Ну и что ж, стало быть, надо сделать?
Пойти сейчас в твою клинику…
И?
И поступить решительно.
То есть?
Взять тебя за руку и увести к себе.
А Коршунов? Он потянет за другую, и мы разорвем тебя. Так ведь, Аськин?
Он перестает ощущать собеседницу. Разговор, стало быть, вошел не в то русло.
Человек в темных очках рассеянно шагает по улице. Он устал на работе, он устал от переклички с собой — об Асе, о решениях, о выборе и насилии. Он отгоняет эти мысли так же, как и «лабораторские». Там, на работе, как-то подозрительно быстро пошли подтверждаться гипотезы и предположения, а он по опыту знал: именно так зачастую начинаются псевдооткрытия, когда все невольно чуть подравнивают результаты под желаемые, отбрасывают мелочи, вроде бы пустяки, которые противоречат. И еще: стыдно признаться, но при всем азарте он инстинктивно боялся конца работы, как всякого конца пути.
В далекие, еще отцовы, времена была у них сказочка. Теперь она прозвучала бы анахронизмом. А герой ее… Он был довольно средних лет ученый, не мальчик уже, имел даже профессорское звание, которым сперва гордился, потом перестал; читал студентам лекции о строении веществ и заканчивал работу, которая не была запланирована ни в каких ученых советах, поскольку конца ей не было видно. И объяснить научно он не мог. Пока еще не мог. Да и не так хотел. Иной раз на лекциях вдруг как бы проговаривался, и тогда ребята посмышленей переставали записывать и глядели с интересом в старое (для них совсем старое) и неприметное лицо профессора, а за ним видели неожиданные дали. (Это уже научились снимать в кино: почти прозрачный силуэт человека, а как бы сквозь него — дорога, горы или что там еще?) Коллеги, которые тоже посмышленей, ждали того 4 ноября, когда, наконец… то есть они не знали, что именно 4-го и что ноября, это произошло как бы случайно, хотя случайно и кирпич, как известно, с крыши не упадет. Все было подготовлено им же: эти мельчайшие частицы, получившиеся от расщепления наимельчайших частиц расщепленного атома… он только предполагал, нет, просто догадка, даже нет — тень догадки, которая мелькнула в тот час, когда обрела жизнь эта малютка, поведшая себя совершенно самостоятельно. С чего взял он, что ее будет интересно увеличить в миллиарды раз… то есть с того и взял, что она самостоятельна. И вот 4 ноября… (!!!)

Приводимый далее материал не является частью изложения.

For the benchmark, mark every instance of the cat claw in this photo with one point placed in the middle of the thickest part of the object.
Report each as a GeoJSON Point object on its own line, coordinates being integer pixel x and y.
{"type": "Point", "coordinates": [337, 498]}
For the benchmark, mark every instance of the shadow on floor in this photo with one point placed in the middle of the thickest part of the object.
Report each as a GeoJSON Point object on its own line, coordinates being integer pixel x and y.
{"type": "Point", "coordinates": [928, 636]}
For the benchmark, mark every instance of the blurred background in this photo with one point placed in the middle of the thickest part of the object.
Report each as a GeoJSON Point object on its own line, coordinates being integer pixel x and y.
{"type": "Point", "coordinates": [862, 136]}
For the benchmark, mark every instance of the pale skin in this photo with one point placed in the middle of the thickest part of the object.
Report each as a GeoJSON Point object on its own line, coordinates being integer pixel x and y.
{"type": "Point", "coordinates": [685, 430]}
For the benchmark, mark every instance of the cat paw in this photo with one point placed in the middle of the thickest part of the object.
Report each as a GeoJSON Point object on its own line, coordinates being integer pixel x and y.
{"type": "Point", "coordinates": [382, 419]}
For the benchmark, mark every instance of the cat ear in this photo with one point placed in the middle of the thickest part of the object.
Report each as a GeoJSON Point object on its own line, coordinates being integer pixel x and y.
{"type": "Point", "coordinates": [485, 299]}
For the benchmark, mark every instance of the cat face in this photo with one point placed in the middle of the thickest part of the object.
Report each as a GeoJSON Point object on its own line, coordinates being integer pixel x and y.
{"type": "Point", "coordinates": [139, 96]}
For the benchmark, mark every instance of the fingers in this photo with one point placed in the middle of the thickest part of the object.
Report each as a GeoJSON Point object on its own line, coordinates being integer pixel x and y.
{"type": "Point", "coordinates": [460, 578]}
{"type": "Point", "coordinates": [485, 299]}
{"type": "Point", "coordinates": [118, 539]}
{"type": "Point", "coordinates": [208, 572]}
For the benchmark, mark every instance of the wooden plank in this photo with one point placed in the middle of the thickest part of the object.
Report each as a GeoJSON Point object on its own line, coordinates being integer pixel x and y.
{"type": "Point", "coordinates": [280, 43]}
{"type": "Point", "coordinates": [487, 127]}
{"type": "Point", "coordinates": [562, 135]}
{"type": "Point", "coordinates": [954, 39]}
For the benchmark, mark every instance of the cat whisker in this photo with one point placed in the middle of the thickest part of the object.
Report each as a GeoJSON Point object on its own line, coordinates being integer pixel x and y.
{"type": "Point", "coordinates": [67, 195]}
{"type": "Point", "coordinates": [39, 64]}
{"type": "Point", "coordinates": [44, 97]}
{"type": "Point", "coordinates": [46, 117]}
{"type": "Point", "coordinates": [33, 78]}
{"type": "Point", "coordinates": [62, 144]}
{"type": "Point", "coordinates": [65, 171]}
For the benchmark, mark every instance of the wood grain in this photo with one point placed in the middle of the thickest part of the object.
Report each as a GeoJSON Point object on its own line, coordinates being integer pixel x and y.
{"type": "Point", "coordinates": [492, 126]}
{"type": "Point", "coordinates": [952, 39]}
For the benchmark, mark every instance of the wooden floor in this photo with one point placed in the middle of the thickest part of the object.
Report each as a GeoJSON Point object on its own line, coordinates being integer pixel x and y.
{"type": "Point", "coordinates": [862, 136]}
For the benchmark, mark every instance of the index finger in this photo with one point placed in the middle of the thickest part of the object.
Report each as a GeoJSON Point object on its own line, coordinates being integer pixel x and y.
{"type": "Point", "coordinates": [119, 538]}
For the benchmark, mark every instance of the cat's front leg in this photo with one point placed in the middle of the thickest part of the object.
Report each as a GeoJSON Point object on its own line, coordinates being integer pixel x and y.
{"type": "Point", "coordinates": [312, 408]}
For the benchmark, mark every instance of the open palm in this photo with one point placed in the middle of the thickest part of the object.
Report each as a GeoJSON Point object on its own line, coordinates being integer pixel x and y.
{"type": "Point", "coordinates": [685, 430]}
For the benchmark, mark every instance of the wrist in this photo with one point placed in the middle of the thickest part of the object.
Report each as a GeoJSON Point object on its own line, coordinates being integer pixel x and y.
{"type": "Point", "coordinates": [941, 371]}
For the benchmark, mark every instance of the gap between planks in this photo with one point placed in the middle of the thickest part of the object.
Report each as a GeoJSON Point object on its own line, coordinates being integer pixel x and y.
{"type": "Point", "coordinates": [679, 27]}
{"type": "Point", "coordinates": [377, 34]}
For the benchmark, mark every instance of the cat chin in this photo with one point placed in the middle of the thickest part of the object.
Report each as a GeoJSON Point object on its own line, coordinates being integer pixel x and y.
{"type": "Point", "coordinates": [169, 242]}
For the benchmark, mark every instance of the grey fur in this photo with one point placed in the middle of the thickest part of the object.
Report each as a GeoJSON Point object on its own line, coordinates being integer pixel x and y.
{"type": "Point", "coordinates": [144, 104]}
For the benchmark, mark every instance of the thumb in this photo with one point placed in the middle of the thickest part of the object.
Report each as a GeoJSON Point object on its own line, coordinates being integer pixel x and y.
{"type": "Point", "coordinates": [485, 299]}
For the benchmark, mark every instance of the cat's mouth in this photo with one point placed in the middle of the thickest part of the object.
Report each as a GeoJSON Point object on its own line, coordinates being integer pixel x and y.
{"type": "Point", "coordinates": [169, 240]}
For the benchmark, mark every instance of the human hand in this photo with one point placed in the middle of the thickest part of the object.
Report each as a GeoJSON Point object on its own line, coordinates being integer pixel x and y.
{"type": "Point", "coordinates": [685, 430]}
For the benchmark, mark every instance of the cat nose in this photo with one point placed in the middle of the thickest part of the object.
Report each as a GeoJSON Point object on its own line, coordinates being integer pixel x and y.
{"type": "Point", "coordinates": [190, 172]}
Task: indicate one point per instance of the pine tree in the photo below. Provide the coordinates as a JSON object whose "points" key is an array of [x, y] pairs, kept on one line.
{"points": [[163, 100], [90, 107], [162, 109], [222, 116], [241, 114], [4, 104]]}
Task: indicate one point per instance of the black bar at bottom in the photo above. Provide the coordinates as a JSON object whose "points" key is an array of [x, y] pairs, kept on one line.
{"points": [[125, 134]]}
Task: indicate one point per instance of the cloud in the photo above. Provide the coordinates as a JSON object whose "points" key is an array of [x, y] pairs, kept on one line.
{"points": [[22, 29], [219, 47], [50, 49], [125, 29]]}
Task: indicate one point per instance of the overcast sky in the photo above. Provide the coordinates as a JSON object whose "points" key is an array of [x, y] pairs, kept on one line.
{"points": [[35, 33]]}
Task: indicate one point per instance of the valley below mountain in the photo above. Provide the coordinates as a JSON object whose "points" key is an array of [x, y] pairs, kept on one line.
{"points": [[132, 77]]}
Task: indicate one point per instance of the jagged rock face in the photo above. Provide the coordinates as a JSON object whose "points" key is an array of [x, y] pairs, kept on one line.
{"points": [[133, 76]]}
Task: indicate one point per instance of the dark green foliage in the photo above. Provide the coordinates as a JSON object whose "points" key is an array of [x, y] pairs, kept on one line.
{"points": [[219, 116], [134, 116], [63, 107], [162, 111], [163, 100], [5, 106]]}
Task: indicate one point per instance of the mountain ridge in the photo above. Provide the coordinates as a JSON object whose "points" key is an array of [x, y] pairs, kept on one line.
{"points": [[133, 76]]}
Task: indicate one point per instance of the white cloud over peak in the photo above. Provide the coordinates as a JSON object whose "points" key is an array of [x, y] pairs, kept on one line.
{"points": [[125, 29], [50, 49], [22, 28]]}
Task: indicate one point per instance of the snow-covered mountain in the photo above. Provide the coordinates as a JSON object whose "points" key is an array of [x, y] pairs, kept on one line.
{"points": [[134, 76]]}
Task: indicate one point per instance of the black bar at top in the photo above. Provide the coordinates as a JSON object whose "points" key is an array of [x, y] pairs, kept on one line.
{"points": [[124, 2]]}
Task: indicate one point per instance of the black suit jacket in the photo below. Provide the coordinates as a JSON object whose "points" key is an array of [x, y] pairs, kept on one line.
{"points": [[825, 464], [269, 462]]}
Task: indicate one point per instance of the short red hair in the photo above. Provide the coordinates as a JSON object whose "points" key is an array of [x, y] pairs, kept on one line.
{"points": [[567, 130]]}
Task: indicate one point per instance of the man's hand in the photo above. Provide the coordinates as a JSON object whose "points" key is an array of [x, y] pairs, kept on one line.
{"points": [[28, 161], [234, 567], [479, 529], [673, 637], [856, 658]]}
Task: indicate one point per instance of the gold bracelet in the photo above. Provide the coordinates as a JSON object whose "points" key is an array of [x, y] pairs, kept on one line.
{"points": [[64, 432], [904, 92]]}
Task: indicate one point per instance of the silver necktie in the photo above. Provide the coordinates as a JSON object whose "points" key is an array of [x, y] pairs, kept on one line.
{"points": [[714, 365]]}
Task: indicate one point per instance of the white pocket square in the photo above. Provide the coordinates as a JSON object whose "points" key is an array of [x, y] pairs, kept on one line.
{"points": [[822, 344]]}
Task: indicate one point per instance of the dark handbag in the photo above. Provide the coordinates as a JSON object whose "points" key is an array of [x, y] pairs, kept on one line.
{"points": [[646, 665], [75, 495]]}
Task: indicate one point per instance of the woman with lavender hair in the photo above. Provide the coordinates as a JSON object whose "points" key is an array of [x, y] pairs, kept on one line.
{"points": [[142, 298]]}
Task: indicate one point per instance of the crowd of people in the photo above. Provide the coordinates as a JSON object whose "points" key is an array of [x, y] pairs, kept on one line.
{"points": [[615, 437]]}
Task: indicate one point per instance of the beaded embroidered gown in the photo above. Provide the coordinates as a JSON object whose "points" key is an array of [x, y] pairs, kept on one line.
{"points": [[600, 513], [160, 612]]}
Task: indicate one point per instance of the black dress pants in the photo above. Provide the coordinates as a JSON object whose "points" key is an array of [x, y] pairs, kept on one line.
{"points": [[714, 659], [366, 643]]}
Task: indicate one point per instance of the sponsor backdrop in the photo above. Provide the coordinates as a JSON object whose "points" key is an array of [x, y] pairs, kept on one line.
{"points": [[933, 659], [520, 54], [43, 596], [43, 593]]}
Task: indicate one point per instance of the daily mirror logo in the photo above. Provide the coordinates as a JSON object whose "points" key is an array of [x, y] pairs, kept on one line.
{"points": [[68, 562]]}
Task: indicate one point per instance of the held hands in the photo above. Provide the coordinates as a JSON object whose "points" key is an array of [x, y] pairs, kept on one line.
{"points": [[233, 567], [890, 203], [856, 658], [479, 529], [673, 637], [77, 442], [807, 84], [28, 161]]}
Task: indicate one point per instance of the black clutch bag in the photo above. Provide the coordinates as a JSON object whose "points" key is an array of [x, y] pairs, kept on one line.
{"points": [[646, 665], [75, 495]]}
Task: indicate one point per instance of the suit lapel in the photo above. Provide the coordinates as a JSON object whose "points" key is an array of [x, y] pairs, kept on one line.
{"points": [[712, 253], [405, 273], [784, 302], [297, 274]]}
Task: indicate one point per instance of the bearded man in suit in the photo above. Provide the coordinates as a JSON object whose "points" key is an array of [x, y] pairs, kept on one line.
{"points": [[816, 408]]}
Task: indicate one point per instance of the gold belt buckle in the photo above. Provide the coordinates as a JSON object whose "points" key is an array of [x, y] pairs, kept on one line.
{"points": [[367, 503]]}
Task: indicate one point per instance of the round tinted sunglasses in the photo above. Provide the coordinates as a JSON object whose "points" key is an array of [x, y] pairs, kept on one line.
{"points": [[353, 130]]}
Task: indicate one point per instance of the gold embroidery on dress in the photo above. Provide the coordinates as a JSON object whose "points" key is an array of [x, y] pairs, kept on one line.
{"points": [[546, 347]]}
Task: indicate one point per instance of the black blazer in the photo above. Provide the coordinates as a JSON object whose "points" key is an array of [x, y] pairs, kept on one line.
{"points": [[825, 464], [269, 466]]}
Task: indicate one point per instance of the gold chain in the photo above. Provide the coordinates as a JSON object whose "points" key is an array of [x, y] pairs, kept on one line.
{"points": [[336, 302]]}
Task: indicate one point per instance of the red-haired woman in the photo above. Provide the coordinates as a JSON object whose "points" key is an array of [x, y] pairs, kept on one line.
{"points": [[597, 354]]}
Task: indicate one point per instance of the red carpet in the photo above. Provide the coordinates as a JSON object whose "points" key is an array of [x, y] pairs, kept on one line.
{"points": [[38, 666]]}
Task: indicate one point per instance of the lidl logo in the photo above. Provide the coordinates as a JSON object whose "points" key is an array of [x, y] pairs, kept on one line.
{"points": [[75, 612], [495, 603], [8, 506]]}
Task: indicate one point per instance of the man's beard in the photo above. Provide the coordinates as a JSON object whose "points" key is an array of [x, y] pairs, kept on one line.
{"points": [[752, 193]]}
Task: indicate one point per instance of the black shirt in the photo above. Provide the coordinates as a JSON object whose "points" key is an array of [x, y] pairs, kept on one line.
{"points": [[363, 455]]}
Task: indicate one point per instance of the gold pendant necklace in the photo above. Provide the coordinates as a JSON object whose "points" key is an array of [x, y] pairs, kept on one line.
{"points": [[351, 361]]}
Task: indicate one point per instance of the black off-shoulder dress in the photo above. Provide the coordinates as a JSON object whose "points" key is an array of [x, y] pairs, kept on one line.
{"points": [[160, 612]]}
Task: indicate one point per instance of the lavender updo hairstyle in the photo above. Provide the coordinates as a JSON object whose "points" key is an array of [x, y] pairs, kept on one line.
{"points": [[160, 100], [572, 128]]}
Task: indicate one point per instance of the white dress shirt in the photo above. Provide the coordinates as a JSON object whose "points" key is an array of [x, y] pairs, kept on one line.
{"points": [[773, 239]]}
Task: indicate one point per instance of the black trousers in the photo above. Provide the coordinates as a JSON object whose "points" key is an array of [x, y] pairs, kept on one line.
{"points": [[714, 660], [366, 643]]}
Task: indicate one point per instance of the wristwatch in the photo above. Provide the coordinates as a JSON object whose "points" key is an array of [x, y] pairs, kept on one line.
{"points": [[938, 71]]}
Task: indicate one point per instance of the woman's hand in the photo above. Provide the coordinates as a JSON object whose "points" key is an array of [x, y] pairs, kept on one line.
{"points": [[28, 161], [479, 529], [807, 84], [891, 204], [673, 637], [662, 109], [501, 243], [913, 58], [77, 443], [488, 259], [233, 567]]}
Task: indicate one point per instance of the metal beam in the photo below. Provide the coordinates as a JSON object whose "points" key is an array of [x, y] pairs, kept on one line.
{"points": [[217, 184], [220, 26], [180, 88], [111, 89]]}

Было сыро и пасмурно, а он надел летнее пальто для своей ежевечерней прогулки (вернее — пробежки, он был профессор без бороды и без трости, а так — утлое суденышко) и, задумавшись о случившемся и, честно говоря, ликуя сквозь усталость и замороченность головы, пробежал тот угол, где обычно сворачивал на параллельную улицу, по которой лежал обратный путь. А пробежав, не узнал местности (там все парки, парки) и замерз, потому что время прогулки истекло, а он — в летнем. И вдруг увидел высокие парадные двери старинного особняка с запыленными стеклами, а там вроде светло и батареи парового отопления сбоку, слева. Он и вошел. Прижал руки к теплым их коленам, и сразу дрожь, дрожь повыбежала из тела, и стало оно горячеть. Тогда он поднял глаза на лестницу и увидел на ней ковры, а сверху уже спешили к нему изрядно плотные люди в хороших костюмах. И он узнал их, своих коллег. Они кинулись к иззябшему профессору, тоже профессоры средних и преклонных лет, и ввели под руки по коврам наверх, а там был зал и люстры, и столы с едой и винами, и цветы среди бутылок вина.
Когда он вошел, все встали, захлопали в ладоши, кинулись жать руки. И он понял, что об его открытии им уже известно. И страшно заволновался, потому что оно требовало еще проверки.
— Что скрывать, — говорил он, поднимая бокал и расплескивая вино на домашнюю пижамную куртку. — Что скрывать! Да, если такую малютку (тут он назвал формулу) раздуть (он сказал иначе и даже прочертил в воздухе формулу, связанную с увеличением в миллиарды раз), — то получится новая маленькая вселенная. Какая? Этого мы еще не ведаем. Но будет в ней своя гармония — это уж точно, это мы знаем по нашей вселенной, и свои несовершенства… И если к тому же все наши — мои, или его вот, или его — аминокислоты, все эти РНК и ДНК, закодировать, заключить в формулы и переселить в такую вселенную… это ведь несложно…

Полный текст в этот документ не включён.